By the early 190s with the land in civil war, Zhang Yan had formed an alliance with the warlord Gongsun Zan against their common opponent, Yuan Shao. In 193, the Heishan bandits had backed mutineers and local rivals of Yuan Shao to seize his capital of Ye and nearly captured Yuan Shao's family. Yuan Shao responded with force, allying with reinforcements from some of the Wuhuan and Xiuchuge tribes, and even gaining the support of Lü Bu. He marched 250 kilometers (over 150 miles) through the Taihang Mountains, destroying the Heishan bandit camps as he went. The southern hills were overrun, but at Changshan, Zhang Yan had 20-30 thousand soldiers and several thousand cavalry. He fought for over ten days with Yuan Shao, Zhang Yan suffered major casualties and got the worst of the fighting, but Yuan Shao's troops were exhausted and also withdrew. Despite the defeats, Zhang Yan was able to maintain his independence in Changshan but his power as the head of a regional confederation was broken.
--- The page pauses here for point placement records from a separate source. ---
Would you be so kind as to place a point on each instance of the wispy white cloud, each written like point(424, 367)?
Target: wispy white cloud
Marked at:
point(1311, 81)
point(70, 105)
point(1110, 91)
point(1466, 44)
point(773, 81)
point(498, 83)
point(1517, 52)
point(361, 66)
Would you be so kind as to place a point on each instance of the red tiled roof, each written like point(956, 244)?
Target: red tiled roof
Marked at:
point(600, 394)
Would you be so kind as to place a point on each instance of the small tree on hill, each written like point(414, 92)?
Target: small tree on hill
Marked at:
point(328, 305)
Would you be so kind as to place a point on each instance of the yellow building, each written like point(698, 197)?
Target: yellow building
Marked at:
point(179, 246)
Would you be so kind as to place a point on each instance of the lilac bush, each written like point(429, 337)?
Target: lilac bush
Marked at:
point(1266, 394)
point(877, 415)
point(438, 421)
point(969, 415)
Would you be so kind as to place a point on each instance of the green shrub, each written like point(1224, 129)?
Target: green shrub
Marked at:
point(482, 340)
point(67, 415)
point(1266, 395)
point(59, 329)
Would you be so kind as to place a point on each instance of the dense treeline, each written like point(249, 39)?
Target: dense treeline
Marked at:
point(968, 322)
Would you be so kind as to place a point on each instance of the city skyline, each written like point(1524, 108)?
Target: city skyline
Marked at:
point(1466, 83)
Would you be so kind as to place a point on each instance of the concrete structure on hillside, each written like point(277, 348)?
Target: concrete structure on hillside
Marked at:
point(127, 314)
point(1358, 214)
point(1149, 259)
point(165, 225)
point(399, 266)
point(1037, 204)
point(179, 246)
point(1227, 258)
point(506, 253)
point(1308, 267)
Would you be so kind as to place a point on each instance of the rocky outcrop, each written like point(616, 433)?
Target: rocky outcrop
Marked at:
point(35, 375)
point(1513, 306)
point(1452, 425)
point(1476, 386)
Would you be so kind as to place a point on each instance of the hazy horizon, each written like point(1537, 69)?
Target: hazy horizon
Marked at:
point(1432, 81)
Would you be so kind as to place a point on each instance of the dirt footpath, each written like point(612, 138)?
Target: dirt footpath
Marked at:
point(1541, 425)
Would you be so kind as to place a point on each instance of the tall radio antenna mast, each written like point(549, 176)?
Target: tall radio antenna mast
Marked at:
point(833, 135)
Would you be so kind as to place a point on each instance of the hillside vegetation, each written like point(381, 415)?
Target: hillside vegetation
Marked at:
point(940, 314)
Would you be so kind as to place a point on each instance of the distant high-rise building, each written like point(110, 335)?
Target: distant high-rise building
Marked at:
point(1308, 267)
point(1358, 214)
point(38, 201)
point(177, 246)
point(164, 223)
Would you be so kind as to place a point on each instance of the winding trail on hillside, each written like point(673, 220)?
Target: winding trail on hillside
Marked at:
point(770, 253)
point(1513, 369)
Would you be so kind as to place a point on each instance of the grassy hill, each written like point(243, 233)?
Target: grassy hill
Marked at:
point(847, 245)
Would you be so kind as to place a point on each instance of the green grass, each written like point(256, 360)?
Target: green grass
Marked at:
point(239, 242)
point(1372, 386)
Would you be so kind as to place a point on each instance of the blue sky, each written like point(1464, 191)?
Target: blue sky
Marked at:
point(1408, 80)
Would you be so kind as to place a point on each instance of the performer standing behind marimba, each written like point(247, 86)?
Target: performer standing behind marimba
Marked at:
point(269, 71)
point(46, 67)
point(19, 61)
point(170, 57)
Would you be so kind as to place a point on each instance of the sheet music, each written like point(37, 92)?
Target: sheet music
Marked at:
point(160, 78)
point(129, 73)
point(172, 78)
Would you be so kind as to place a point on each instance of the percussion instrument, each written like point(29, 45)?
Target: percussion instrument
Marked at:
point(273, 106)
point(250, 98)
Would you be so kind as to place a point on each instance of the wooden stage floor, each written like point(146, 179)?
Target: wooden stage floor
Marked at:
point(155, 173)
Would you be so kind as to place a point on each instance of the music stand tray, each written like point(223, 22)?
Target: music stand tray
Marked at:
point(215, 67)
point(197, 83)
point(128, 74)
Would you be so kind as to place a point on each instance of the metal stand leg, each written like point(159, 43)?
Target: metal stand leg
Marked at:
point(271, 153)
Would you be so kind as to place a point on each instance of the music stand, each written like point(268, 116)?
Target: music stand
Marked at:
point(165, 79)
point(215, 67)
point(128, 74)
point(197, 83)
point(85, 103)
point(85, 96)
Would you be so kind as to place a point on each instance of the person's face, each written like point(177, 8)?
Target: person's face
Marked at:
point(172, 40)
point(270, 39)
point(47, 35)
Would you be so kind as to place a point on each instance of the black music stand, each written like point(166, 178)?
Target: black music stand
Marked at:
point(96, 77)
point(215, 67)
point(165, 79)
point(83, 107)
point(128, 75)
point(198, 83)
In 199, Zhang Yan responded to Gongsun Zan's request, via son Gongsun Xu, for help by marching along three routes in the Battle of Yijing against Yuan Shao, but Gongsun Zan was defeated and killed before Zhang Yan arrived.

In 204, Zhang Yan made contact with the warlord Cao Cao, who at the time was warring against Yuan Shao's sons, Yuan Tan and Yuan Shang and besieging Ye. Cao Cao appointed him General Who Pacifies The North (平北將軍). In the summer of 205, after Cao Cao drove the Yuans to the Wuhuan, Zhang Yan brought his 100,000 followers and surrendered; he was enfeoffed as the Marquis of Anguo Village (安國亭侯). After his death, his son Zhang Fang succeeded him as marquis; his family maintained their fief during the following decades.

==Descendants==
Zhang Fang was known to have a son, Zhang Rong (张融). Zhang Yan had at least one great-grandson, Zhang Lin (张林; died c.February 301), who was in league with Sima Lun as the latter became regent of Emperor Hui of Jin and later usurped the throne. However, Zhang Lin was killed by Sima Lun soon after the latter became emperor.

== In popular culture ==
Zhang Yan appears in Total War: Three Kingdoms, leading his own bandit faction. He also appears in the game Wo Long: Fallen Dynasty as the boss of the third sub mission.